Gibran mengangkat kepala, menatap jauh. “Kau tau? Aku termaktub dengan ucapan itu. Sudirman benar. Kita hadir untuk menerima, lalu memaknai setiap hal yang terjadi. Baik dan buruknya. Datang dan perginya. Ada yang datang membawa mimpi. Ada yang hilang dari sebuah kedatangan. Itulah hakikat kehidupan. Aku masih mengingat hal itu,”

“Mengingat hal apa maksudmu?” Aku menyipitkan mata, menyelidik maksud Gibran.

“Tidak ada. Lupakan saja.” Gibran memilih bungkam, dan beralih pada kanvas di depannya. “Jadi kau begitu? Memaksaku bercerita, sedang kau sendiri enggan untuk bercerita. Baik, aku tidak akan meneruskan cerita ini.” Aku mendelik, memalingkan wajah darinya.

“Baiklah Señora. Akan kuceritakan, tapi nanti. Jadi lanjutkanlah ceritamu dulu,” Gibran lebih lembut mengatakan itu. Aku percaya, itu tipu muslihatnya. Aku tetap bergeming. Gibran berdiri, mencari posisi di sebelahku.

“Kau merajuk? Sudahlah. Aku minta maaf. Dasar anak kecil!” Gibran mengejek, aku geram padanya. Aku membalik badan, lantas mendorong Gibran yang hampir terjerembab. Beberapa orang di atas jembatan melihat ke arah Gibran, tercengang, juga ada yang menahan tawa, sama sepertiku. Wajah Gibran merah padam. Dia bangkit, menepuk-nepuk pakaian.

“Kau puas Adena? Sudah mempermalukanku?” Gibran mendelik padaku.

“Tidak!” Aku menggeleng, menahan tawa.

“Hidupku selalu sial sejak bertemu dengan kau. Lebih baik aku pergi!” Gibran melepas kanvas yang direkatkan di sandaran, lalu membuka langkah.

“Kau mau kemana?” Gibran tak peduli, dia terus saja berjalan.

“Apa kau tidak ingin mendengar cerita selanjutnya?” Aku menilik langkah Gibran, suaraku lebih keras.

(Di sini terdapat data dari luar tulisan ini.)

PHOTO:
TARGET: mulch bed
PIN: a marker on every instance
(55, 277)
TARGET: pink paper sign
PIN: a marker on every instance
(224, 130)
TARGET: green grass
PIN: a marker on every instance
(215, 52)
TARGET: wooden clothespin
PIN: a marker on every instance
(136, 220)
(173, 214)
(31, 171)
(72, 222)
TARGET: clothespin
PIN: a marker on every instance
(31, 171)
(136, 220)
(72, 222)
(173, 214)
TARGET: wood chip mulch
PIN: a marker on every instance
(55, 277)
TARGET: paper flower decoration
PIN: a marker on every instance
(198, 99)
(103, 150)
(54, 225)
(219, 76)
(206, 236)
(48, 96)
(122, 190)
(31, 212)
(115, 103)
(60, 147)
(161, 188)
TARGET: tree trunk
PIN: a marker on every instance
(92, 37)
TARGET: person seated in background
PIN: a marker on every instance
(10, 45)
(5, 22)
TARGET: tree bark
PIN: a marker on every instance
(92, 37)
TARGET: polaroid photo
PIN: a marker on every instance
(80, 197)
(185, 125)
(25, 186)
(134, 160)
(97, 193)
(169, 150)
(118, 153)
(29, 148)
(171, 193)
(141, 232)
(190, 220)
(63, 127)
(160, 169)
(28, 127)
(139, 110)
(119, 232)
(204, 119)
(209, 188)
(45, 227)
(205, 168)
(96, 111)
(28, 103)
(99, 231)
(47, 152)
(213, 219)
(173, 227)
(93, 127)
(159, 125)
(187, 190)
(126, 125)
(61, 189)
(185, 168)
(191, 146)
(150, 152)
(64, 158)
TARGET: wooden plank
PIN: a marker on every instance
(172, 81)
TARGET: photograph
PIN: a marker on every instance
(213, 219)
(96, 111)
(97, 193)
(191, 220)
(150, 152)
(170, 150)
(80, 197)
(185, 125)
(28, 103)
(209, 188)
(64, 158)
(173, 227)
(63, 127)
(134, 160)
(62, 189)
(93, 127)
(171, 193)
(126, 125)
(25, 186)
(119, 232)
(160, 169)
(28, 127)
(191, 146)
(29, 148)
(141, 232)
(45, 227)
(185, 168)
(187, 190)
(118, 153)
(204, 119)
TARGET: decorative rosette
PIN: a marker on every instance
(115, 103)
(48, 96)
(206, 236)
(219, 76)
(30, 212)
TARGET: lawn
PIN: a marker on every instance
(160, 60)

Dia masih tidak berkutik. Aku sedikit merasa bersalah. Hanya sedikit. Tapi sudahlah, untuk apa memikirkan musuh bebuyutanku itu. Nafas kuambil dalam-dalam, membuangnya pelan. Aku akan melanjutkan pertunjukan flamenco siang ini. Tapi seseorang menyergahku dari belakang.

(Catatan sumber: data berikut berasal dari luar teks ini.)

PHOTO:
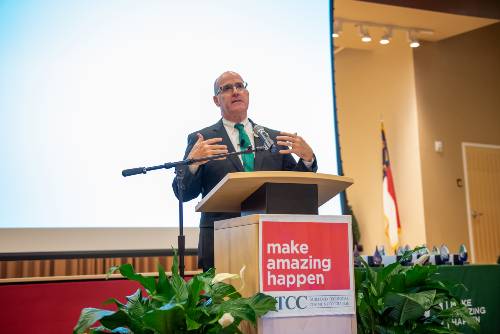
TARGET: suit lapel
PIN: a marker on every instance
(220, 131)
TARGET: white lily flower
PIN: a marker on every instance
(224, 276)
(226, 320)
(421, 260)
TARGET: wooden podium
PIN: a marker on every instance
(267, 195)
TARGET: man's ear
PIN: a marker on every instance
(216, 101)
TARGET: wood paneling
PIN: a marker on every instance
(87, 266)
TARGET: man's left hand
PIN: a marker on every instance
(296, 145)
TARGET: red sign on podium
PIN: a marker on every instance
(306, 264)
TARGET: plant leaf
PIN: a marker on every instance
(239, 309)
(409, 306)
(118, 319)
(168, 319)
(88, 317)
(115, 302)
(104, 330)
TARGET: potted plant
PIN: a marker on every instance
(401, 299)
(204, 304)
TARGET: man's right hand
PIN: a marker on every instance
(205, 148)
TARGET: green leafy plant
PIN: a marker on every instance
(401, 299)
(204, 304)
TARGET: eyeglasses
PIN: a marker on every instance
(239, 86)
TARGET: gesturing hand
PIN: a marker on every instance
(205, 148)
(296, 145)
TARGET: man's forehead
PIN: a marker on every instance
(229, 76)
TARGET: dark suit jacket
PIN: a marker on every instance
(210, 173)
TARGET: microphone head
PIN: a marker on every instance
(257, 128)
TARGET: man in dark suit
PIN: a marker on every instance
(234, 132)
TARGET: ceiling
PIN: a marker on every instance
(444, 25)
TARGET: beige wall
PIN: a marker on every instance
(458, 98)
(371, 85)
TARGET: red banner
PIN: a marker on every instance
(309, 259)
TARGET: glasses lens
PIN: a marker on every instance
(230, 87)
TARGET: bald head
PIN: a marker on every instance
(233, 99)
(220, 77)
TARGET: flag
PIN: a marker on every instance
(391, 214)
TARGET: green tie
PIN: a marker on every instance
(244, 143)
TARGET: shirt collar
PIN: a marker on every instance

“Gibran! Kau? Bagaimana?” Aku terlangah. Laki-laki itu tiba-tiba saja sudah berada di belakangku. Cepat sekali dia mengitari alun-alun, mungkin kegesitannya dapat memecahkan rekor muri, atau bahkan bisa mengalahkan pelari nomor satu di dunia. Tetapi kenapa dia begitu lamban saat mengejarku tadi. Sudahlah. Apa peduliku.

“Kau tak perlu heran. Bermanuver sudah jadi keahlianku,” Kanvas itu masih berada di tangan Gibran. Dia kembali duduk meletakkannya lalu direkatkan dengan sandaran. “Jadi kau mau melanjutkan cerita itu? Berceritalah. Aku siap mendengarkan.” Gibran menatapku lamat-lamat. “Aku pikir kau sudah pergi jauh dari hidupku.” Aku menyeringai menatap Gibran.

“Sudahlah Adena. Ayolah. Setelah kau selesai menceritakan semuanya. Aku berjanji akan pergi dari hidupmu.” Aku menyipitkann mata, tidak percaya.

“Kau yakin dengan ucapanmu? Kau selalu membohongiku.” Aku menelik mata Gibran.

 “Aku berkata benar. Terserah kau mempercayai atau tidak. Jadi harus berapa lama aku menunggu? Aku ingin tahu, apa Rinjani dan Damar tidak akan pernah bersatu?” Gibran memasang wajah kalut, memelas. Aku memang sengaja membuat dia bersikap seperti itu. Lagipula tidak mungkin dia akan pergi.

El amor es la razón de todo (Cinta adalah alasan semuanya). Seperti katamu,” Angin sejuk menyapaku lagi. Membelai satu dua helai rambutku yang terlepas, aku menyelipkannya di daun telinga. Menghirum aroma musim gugur, menelabang di langit kota Seville, daun-daun yang berubah warna tertiup angin. Beberapa terlepas dari ranting luruh ke bumi. Begitu indah. Seindah dia dan senyumannya. Rinjani.